第853話 卵と鶏があるなら親子丼を食べれば良いと思うよ

 図書館の神域に入った藍大達を探知し、棚にしまわれていた本が集まってスフィンクスを形成した。


「番人がいる神域か」


『国之狭霧の神域みたいに猿叫の鎧武者が出て来なくて良かったよ』


「それは鬱陶しそう。出て来ないでほしい」


『o(T△T=T△T)oドコカニイナイトモカギラナイ』


 本のスフィンクスが完成したのを見て藍大とリル、パンドラは呑気に話し、ゼルは伏兵として実は隠れてるんじゃないかと警戒した。
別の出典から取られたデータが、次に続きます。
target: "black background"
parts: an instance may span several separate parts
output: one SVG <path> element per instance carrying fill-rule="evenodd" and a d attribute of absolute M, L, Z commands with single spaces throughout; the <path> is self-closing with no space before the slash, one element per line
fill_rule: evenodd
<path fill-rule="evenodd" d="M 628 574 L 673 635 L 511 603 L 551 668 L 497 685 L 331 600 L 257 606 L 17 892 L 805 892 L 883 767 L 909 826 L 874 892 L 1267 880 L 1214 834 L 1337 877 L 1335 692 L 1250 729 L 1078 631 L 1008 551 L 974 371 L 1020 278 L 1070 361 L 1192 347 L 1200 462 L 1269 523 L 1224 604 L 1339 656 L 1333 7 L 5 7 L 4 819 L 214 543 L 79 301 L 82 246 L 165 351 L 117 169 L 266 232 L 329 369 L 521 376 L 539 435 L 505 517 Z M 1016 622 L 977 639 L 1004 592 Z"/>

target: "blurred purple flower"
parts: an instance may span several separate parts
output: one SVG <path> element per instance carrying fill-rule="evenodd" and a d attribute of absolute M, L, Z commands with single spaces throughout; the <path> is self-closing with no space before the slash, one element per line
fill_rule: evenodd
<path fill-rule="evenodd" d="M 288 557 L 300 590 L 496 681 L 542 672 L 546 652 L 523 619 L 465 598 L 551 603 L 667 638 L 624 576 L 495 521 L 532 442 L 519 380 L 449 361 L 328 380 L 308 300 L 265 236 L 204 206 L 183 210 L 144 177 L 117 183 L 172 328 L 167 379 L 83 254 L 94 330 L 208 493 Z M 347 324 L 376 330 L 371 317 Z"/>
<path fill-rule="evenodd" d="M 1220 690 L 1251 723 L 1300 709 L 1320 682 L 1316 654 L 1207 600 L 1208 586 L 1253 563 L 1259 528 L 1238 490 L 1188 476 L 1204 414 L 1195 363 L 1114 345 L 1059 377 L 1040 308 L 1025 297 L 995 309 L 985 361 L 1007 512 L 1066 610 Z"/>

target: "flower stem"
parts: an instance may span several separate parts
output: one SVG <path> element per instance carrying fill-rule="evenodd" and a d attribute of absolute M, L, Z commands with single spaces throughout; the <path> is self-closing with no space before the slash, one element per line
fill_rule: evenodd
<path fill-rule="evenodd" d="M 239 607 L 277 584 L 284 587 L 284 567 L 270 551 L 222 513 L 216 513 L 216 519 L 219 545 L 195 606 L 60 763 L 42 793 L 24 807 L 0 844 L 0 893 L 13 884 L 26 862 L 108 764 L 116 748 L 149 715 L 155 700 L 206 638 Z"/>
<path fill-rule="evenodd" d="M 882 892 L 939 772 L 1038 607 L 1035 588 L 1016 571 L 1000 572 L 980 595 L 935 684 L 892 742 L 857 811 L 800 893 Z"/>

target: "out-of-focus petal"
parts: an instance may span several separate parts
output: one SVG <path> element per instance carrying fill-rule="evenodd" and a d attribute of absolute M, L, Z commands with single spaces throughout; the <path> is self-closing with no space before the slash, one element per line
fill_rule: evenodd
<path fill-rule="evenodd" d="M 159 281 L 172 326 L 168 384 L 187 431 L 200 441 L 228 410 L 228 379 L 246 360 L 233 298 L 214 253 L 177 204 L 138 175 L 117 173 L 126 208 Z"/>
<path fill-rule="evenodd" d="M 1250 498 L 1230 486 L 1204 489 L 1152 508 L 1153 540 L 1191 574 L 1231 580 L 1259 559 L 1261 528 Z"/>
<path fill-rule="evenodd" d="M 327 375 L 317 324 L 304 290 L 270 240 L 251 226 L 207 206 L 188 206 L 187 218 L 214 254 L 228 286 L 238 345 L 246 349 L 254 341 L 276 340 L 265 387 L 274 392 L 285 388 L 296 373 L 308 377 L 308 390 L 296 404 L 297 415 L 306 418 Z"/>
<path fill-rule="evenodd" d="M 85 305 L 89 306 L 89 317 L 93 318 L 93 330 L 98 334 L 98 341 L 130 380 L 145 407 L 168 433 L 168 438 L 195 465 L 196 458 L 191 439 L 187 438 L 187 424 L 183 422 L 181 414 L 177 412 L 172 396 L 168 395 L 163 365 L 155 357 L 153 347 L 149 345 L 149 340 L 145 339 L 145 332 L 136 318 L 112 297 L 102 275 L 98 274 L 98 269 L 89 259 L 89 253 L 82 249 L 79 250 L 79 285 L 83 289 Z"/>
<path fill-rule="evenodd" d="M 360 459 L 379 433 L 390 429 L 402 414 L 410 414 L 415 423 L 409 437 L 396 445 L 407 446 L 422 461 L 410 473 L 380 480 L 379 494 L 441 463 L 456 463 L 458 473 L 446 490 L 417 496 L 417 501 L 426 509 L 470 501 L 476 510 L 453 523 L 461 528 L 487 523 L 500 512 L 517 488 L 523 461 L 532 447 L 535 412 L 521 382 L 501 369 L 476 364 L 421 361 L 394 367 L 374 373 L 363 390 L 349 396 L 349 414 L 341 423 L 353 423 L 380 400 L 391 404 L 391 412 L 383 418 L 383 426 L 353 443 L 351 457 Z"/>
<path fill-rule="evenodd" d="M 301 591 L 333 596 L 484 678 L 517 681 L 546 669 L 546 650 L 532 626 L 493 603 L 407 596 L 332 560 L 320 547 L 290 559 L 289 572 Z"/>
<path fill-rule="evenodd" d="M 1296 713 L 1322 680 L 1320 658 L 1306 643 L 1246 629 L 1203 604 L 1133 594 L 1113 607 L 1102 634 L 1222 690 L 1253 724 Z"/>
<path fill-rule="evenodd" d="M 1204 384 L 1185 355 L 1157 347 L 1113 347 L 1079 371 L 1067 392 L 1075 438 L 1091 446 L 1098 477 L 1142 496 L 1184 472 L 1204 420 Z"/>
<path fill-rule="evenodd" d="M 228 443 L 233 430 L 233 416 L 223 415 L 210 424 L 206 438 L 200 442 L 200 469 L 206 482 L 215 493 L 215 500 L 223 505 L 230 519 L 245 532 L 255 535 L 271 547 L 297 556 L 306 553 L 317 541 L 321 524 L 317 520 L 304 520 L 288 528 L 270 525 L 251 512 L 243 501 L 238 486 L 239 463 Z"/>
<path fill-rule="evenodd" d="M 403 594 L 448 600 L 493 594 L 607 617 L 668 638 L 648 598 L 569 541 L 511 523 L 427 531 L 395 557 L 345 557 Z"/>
 しかし、ゼルの懸念は杞憂に終わって本のスフィンクスが藍大達に問いかける。


『卵が先か鶏が先か。貴方達の意見はどちらですか?』


『卵と鶏があるなら親子丼を食べれば良いと思うよ』


「リル、これは矛盾する問題に対する見解を訊かれてるんじゃないの?」


『それはパンドラの受け取り方の問題だよ。僕にとっては卵と鶏肉のどっちをって問題に聞こえたもん』


 リルは舞と同様に食いしん坊ズ筆頭として相応しい持論を展開した。


 パンドラがそんな質問ではないのではとやんわりツッコんだけれど、リルは自分の姿勢を崩さない。


『( ^∀^)答えを出すよりもそうやって議論し続けたい』


「ゼルはゼルで与えられた選択肢で答えないんだね」


『(。+・`ω・´)それが私の生き方なのさ☆』


 (パンドラがいてくれるとツッコミしなくて良いのがありがたい)


 藍大はパンドラが貴重なツッコミ役であることに感謝した。


 目の前でフリーダムな回答が連続して出るものだから、本のスフィンクスがどうしたものかと困惑していた。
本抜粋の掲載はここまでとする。